Del Toro Garza participated in this summer’s REU program working with Bond to test the efficiency of air filters for home HVAC systems, which is becoming increasingly necessary with the influx of Western wildfires.

“We are aware of the contamination and pollution outside of our own homes, but we don’t really think about that air coming into our homes,” Del Toro Garza said. “This research is really about finding an affordable and efficient solution that can just be installed into people’s houses rather than making people go out and buy super expensive equipment to filtrate their home.”

Yuchen Huang from Gonzaga University in Washington is another student who took advantage of the research opportunity in Bandhauer’s SRP under the instruction of David Prawel.
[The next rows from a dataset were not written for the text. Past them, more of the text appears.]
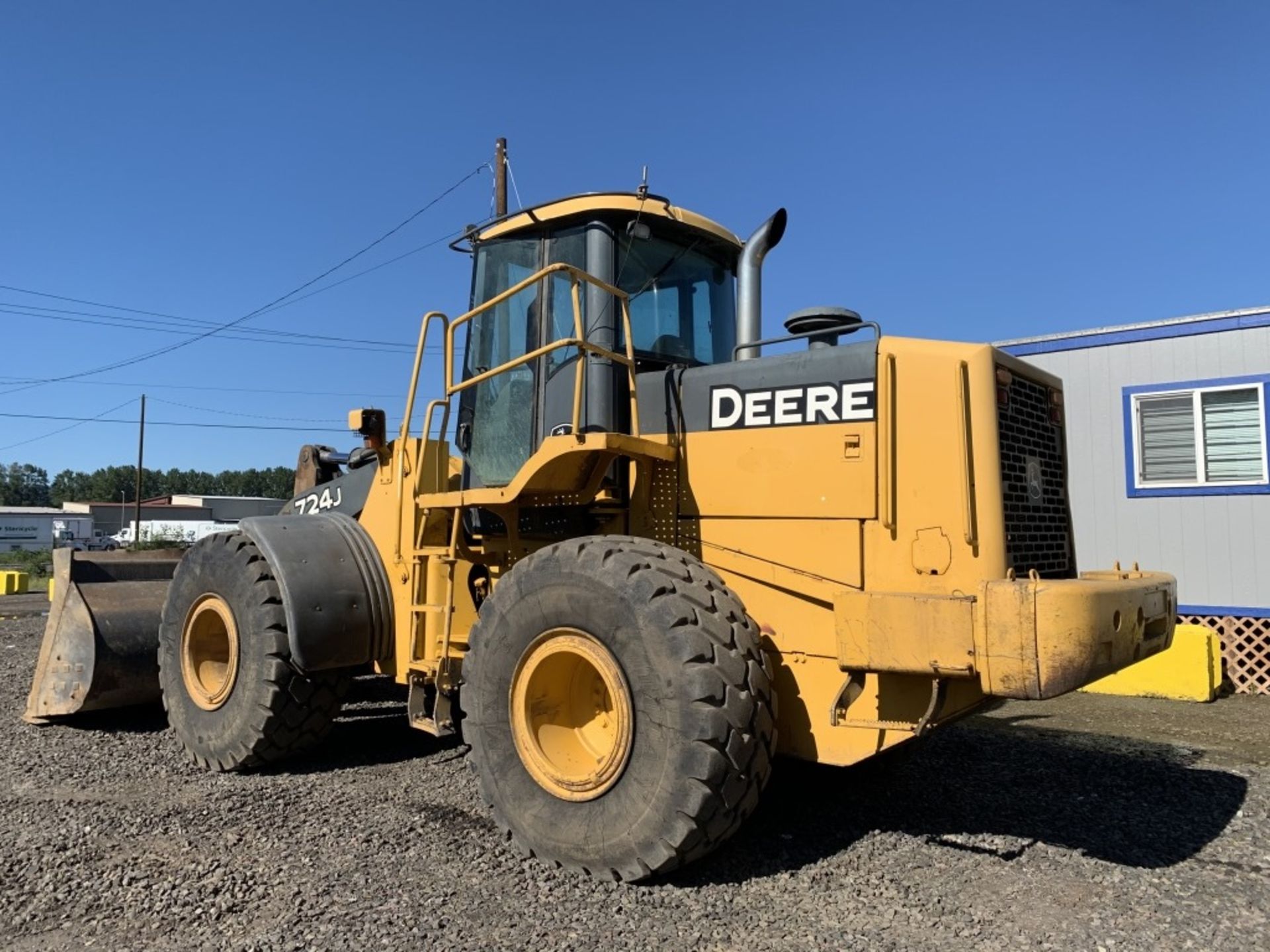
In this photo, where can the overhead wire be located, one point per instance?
(277, 301)
(80, 423)
(214, 389)
(235, 413)
(376, 347)
(511, 175)
(175, 423)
Huang was a part of a biomedical engineering research project studying bone regrowth. Huang designed bone scaffolding that would enhance blood flow, cell growth, and bone strength.

“It was nice to be around other students from all over the country that come from different backgrounds but are still like-minded and have similar academic curiosity,” Huang said. “The program was also great for character development. I learned a lot of technical things, but I also learned about perseverance and determination, which will be helpful for life in general.”

The SRP is funded by the Department of Mechanical Engineering, Office of the Provost, CSU’s Energy Institute, and various faculty research projects. Bond’s program was supported primarily by NSF’s Division of Engineering Education with additional funding from the Walter Scott Jr., College of Engineering.

In addition to covering costs of research equipment and resources, these funding sources cover cost-of-living and provides a stipend. About 70 percent of those who participated in the summer programs in the past year were non-CSU students from other states or international students.

A group of students from the Summer Research Program pose together.
Students from the SRP who were voted top research projects by a group of judges. (Left to right: Simon Costello- most creative project, Yuchen Huang- first place, Alex Yohe- audience’s favorite, Clint Middlemist- second place, Lars Mitchel- third place)

Students like Tatiana Gamboa, a sophomore environmental resources engineering student from California State Polytechnic University, relocated to Colorado for the summer. Gamboa worked with mechanical engineering’s Christian L’Orange on a project involving coding a filter system that would automatically turn on when air quality is poor.

“People here are really helpful and my cohort is amazing,” Gamboa said. “The program was challenging, but I felt more encouraged to work through my struggles and learn rather than feeling pressured to finish something.”

The hope is that students will want to continue their academic journey at CSU—and it seems to be working. Some participants have expressed an interest in CSU graduate school programs.

“We know that once students make a visit to Fort Collins and see our high quality of life combined with the great research and academic environment that we have at CSU, they want to stay,” Bandhauer said. “Basically, to any student that academically performs well, wants to come to Colorado and enjoy the beautiful scenery, and be a part of game-changing technologies, CSU is the place to be.”